7. Il n'y a pas lieu, à ce stade, d'assortir l'injonction édictée ci-dessus d'une astreinte.

Sur les conclusions aux fins d'application des dispositions des articles L. 761-1 du code de justice administrative et 37 de la loi n° 91-647 du 10 juillet 1991 relative à l'aide juridique :

8. Il y a lieu, dans les circonstances de l'espèce, de mettre à la charge de l'Office français de l'immigration et de l'intégration le versement à l'avocat de M. A d'une somme de 1 000 euros au titre des dispositions des articles L. 761-1 du code de justice administrative et 37 de la loi n° 91-647 du 10 juillet 1991 relative à l'aide juridique, sous réserve que Me Hug renonce à percevoir la somme correspondant à la part contributive de l'État.

D É C I D E :

Article 1er : Il n'y a pas lieu à statuer sur les conclusions présentées par M. A tendant à son admission, à titre provisoire, au bénéfice de l'aide juridictionnelle.

Article 2 : La décision du 24 janvier 2023 de cessation des conditions matérielles d'accueil de la directrice territoriale de l'Office français de l'immigration et de l'intégration à Montrouge, est annulée.

Article 3 : Il est enjoint à l'Office français de l'immigration et de l'intégration de rétablir M. A dans ses droits aux conditions matérielles d'accueil, dans un délai de deux mois à compter de la notification du présent jugement.

Article 4 : L'Office français de l'immigration et de l'intégration versera à Me Hug une somme de 1 000 euros en application des dispositions du deuxième alinéa de l'article 37 de la loi du 10 juillet 1991, sous réserve que Me Hug renonce à percevoir la somme correspondant à la part contributive de l'Office français de l'immigration et de l'intégration.

Article 5 : Le surplus des conclusions de la requête est rejeté.

Article 6 : Le présent jugement sera notifié à M. B A, à Me Hug et au directeur général de l'Office français de l'immigration et de l'intégration.

Délibéré après l'audience du 27 mars 2024, à laquelle siégeaient :

M. Bertoncini, président,

Mme Saïh, première conseillère,

Mme Cuisinier-Heissler, première conseillère.
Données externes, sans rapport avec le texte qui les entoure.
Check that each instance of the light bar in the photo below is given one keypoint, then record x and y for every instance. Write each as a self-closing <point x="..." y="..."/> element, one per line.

Rendu public par mise à disposition au greffe le 23 avril 2024.

Le président-rapporteur,

signé

T. BertonciniL'assesseure la plus ancienne

dans l'ordre du tableau,

signé

Z. Saïh

La greffière,

signé

M. C

La République mande et ordonne au ministre de l'intérieur et des outre-mer en ce qui le concerne et à tous commissaires de justice à ce requis en ce qui concerne les voies de droit commun contre les parties privées, de pourvoir à l'exécution de la présente décision.